Oil is a pollutant that is extremely harmful to marine life, entering the ocean through land drainage and oil spills. According to Scuba News, this oil suffocates marine life and completely changes the local ecosystem of any areas it comes into contact with. While oil is very damaging, the biggest problem is undeniably plastic, with over 5 trillion pieces of plastic debris floating around in the ocean.

Plastic is damaging to wildlife in many ways. Animals can become trapped in plastic, and other debris found in our oceans can also be a choking hazard. With marine life mistaking the plastic for food, often times resulting in death.

Oceanic Pollution does not only affect marine life and their environment, it also affects mankind. The many chemicals that are found in the ocean can contaminate water supply or our food chain by affecting the marine life involved. Humans can be exposed to these dangerous chemicals by eating seafood, or traces of pollution can also be found in our water supply. If exposed to these chemicals for a long period of time, many health problems could occur.

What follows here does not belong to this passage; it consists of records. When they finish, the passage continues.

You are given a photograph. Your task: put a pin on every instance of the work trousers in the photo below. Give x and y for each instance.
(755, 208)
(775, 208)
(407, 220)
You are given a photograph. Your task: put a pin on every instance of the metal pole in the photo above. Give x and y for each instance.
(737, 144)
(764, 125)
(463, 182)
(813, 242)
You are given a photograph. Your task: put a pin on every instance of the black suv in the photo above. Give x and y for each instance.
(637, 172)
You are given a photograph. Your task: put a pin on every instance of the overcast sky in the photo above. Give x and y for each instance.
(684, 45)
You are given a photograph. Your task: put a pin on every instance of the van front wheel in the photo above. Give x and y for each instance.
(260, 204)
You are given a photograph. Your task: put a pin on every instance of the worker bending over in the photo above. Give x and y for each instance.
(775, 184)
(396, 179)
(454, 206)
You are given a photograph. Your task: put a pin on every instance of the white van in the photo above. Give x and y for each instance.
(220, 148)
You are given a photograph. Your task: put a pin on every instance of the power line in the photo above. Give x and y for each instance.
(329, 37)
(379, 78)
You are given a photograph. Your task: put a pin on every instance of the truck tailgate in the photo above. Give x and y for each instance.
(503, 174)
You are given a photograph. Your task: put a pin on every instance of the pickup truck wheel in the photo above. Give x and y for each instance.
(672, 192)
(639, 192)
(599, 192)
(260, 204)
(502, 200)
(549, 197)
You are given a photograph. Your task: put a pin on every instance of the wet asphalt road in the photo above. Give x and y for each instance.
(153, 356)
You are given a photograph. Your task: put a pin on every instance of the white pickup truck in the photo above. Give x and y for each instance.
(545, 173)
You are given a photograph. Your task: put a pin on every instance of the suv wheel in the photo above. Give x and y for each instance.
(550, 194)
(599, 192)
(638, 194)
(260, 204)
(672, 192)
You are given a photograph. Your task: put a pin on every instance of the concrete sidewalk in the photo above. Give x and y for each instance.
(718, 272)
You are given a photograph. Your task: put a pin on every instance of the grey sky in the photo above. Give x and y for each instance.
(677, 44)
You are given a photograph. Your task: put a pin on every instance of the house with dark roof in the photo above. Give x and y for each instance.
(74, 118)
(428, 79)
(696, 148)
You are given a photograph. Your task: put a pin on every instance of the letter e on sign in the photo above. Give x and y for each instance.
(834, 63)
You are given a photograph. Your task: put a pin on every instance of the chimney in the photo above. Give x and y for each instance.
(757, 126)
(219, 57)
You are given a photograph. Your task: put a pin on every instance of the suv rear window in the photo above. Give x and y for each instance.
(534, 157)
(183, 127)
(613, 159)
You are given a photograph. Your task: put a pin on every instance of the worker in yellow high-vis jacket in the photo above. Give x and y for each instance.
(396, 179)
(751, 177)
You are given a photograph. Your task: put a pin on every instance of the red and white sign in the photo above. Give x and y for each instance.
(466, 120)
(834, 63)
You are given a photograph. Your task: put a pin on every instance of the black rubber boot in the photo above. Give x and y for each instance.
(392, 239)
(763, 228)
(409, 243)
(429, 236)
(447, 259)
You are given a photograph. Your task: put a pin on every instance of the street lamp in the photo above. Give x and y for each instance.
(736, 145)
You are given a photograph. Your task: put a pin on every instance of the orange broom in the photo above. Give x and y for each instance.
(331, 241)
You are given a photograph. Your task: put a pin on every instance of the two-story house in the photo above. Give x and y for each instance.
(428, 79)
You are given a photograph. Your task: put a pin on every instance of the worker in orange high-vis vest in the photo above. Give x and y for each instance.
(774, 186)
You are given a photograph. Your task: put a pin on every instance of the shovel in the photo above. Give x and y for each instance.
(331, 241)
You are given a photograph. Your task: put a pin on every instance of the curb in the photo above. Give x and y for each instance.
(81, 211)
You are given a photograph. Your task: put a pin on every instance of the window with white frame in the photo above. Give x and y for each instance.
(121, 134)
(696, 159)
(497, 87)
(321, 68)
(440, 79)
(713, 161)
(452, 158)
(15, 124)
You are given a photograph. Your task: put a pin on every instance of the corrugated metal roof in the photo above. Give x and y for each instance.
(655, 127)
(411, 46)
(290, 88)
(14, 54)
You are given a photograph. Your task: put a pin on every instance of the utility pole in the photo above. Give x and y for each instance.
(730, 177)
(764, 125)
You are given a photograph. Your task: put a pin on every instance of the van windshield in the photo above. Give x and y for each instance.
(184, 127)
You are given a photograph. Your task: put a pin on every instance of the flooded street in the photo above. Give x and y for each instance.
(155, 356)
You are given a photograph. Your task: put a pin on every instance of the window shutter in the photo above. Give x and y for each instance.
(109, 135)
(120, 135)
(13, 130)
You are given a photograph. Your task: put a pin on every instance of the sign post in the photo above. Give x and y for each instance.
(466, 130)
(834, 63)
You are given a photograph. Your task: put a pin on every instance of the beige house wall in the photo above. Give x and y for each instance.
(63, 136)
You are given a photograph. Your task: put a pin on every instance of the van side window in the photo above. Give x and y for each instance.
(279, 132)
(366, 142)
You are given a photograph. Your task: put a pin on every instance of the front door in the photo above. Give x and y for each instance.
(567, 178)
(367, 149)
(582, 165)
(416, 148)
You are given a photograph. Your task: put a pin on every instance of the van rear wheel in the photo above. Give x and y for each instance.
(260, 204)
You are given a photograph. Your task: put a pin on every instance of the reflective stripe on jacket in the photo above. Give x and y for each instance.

There are many organizations such as the Ocean Conservancy, Oceana, and the Oceanic Preservation Society that are working to fight against oceanic pollution. These organizations advocate for the protection of marine life habitats, and for reducing the human impact on ocean ecosystems.

You may be wondering, how can we as individuals help our oceans?

Although pollution has already taken a large toll on our oceans, we can try our best to lessen pollution in the future. First, using reusable plastic products will greatly diminish the amount of plastic that pollutes the ocean.

We can also pick up the litter and trash on our beaches, or reduce the amount of energy that we use. As humans, we use tons of energy each day, and it is greatly affecting our environment. Small ways we can reduce our energy use includes turning off your lights, unplugging appliances when not in use, also, walking or cycling rather than driving.

These small changes that you can make to your life can greatly help our environment and lessen the pollution on earth.

Our oceans are such a critical part of the earth’s ecosystem, and we need to start treating them with respect and care.